What is trust?
Trust is a strange concept, and trust involves trial and error. Everyone has experienced what a wrong assessment can mean. Sometimes resulting in a lot of misery: divorces, dismissals, wars, accidents, a dog bite, and so on.
How do people assess whether something or someone is trustworthy? Does this skill develop over time? It is not without reason that young children start out very reserved and cautious. But they are also extremely inquisitive and experimental. You learn to trust by gaining experience.
New technology makes it even harder to distinguish between real and fake. How do we arm ourselves against abuse of our trust? And how important is trust for brands?
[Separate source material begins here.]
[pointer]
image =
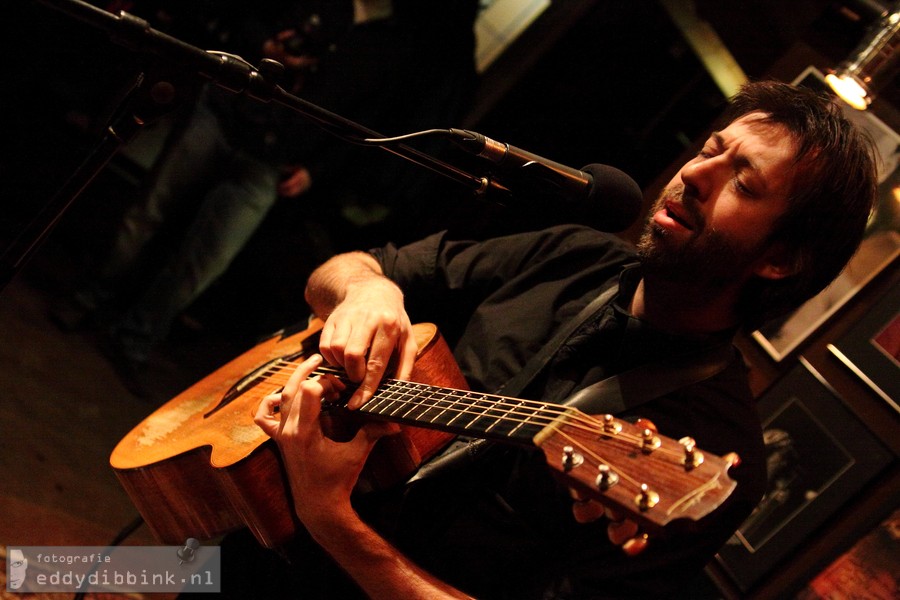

Video manipulation and calling robots
A video in which Obama says what he would never say himself: new technology makes it possible to have world leaders declare war on each other. Video that is indistinguishable from the real thing will make it even harder to judge whether something is real or not in the future. Parties that guarantee the authenticity of reporting and content will therefore become increasingly important.
Google Duplex is an assistant that sounds like a human (the bot speaks with pauses and saliva sounds). It is possible that in the near future you will be called by a computer without knowing it. These are confusing times in which fact-checking will become increasingly important and new ethical and moral questions will arise.
In 2017 and 2018, Mediabrands Marketing Sciences, Alpha.One and Sanoma conducted a series of studies to map the concept of 'trust'. The series started last year with a consumer survey among 1,000 Dutch people. In this survey, the researchers asked to what extent the Dutch have trust in politicians, media and companies and to what denmark telegram data extent this has increased or decreased. The data from the BrandAsset Valuator of Y&R was also analyzed for this purpose.
Trust must grow
The Dutch trust their partners the most (71 percent trust their partner). Trust must grow, as is evident from the fact that young people distrust their partner more than older people do. Trust is decreasing. 33 percent of the Dutch say they have lost trust in social media in the past year and 43 percent say the same about trust in politicians. Only 19 percent currently trust social media. It is striking that experienced social media users, mainly young people, are more cautious. It seems that older people are somewhat more naive and have had fewer negative experiences with social media than young people.
According to the studies, the average Dutch person mainly trusts newspapers. A majority of 56 percent finds daily newspapers reliable. 60 percent of Dutch people do not trust news directly. More than half of our compatriots check the source of a news item. It also appears that print offers a more reliable environment than an internet environment.